I grabbed a pen off the counter and signed.
“Here.” She pointed again.
I tried not to show how badly my hands were shaking as I signed again.
“The billing department will be in touch.”
“Thank you,” I said, a little hollow, and tried to smile.
But it was a lost effort.
A muffled yet familiar voice rang out through the hall, followed by a bit of maniacal laughter.
“Well, look who it is!” he yelled.
My body jerked and my head whipped around so fast that the room tilted on its axis.
There in open doorway of the room being guarded by police was Zach.
Chapter Four
Romeo
Her eyes were puffy.
Well, her one eye. The one that wasn’t practically swollen shut thanks to fucking Zach.
Her skin was blotchy, and if that weren’t enough to prove to me she’d been crying, the tear stains on Braeden’s shirt were.
I decided calling her out on it right there in the hall wasn’t the way to go, so I bit back my frustration and the slight jealousy I felt knowing it was Braeden she cried to.
Knowing Rimmel, she probably was trying to hold it all in because she thought I’d been through enough.
My girl was stubborn like that.
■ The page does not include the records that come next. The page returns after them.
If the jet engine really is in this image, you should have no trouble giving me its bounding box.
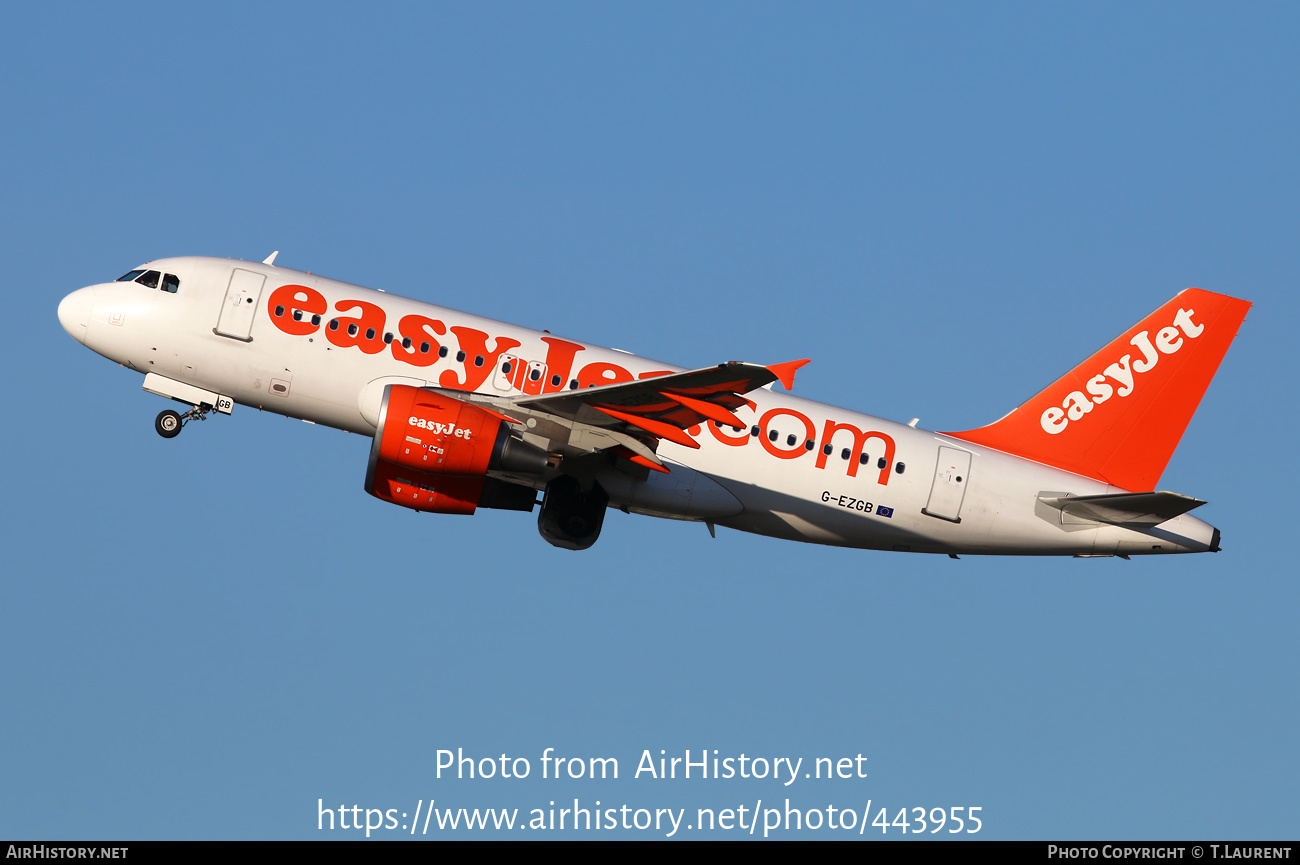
[365,385,547,514]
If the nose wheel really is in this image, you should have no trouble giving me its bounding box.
[153,406,212,438]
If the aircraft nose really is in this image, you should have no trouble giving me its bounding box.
[59,287,95,342]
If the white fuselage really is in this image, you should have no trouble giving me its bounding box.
[60,258,1216,555]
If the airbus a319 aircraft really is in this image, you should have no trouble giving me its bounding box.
[59,254,1251,557]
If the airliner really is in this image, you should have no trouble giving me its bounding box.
[59,254,1251,558]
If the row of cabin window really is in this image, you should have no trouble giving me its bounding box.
[116,271,181,294]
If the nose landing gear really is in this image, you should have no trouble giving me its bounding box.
[153,405,212,438]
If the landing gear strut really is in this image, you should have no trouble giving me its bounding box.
[153,406,212,438]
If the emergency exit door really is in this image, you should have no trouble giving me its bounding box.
[213,268,267,342]
[920,447,971,523]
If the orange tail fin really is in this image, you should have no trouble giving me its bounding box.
[944,289,1251,490]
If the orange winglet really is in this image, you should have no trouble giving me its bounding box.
[767,358,813,390]
[610,445,668,475]
[592,406,699,449]
[659,390,745,427]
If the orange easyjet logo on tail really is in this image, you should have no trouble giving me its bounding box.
[1039,310,1205,436]
[948,289,1251,490]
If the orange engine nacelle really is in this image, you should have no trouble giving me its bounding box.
[365,385,547,514]
[365,462,484,514]
[374,385,502,477]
And that stubbornness extended deep into a protective streak that I wondered if she even realized she possessed. It was like an automatic reaction with her—an instinct, like a momma bear with her cub.
She protected herself fiercely. It’s why it took me so long to get in and why she still struggled to let in anyone else (like my mother who freaking went and ruined it).
But I got in.
And now that protective instinct extended to me.
And from the looks of Braeden’s shirt, I’d say he’d somehow gotten in too.
Her family was growing, but her future was threatened on so many fronts.
She was probably scared as hell.
My mother finally got the hint that I wasn’t going to soften no matter how many regretful looks she threw my way and left, but my father stayed behind so he could drive the Hellcat back to my place. I couldn’t with my arm all jacked up, and Rim was in no condition to be driving.
As we walked down the hallway, I resisted the urge to pull her close. Instead, I kept our hands entwined and joked with B about pizza. That little piece of normalcy felt good, even if we were experiencing it in the middle of the ER.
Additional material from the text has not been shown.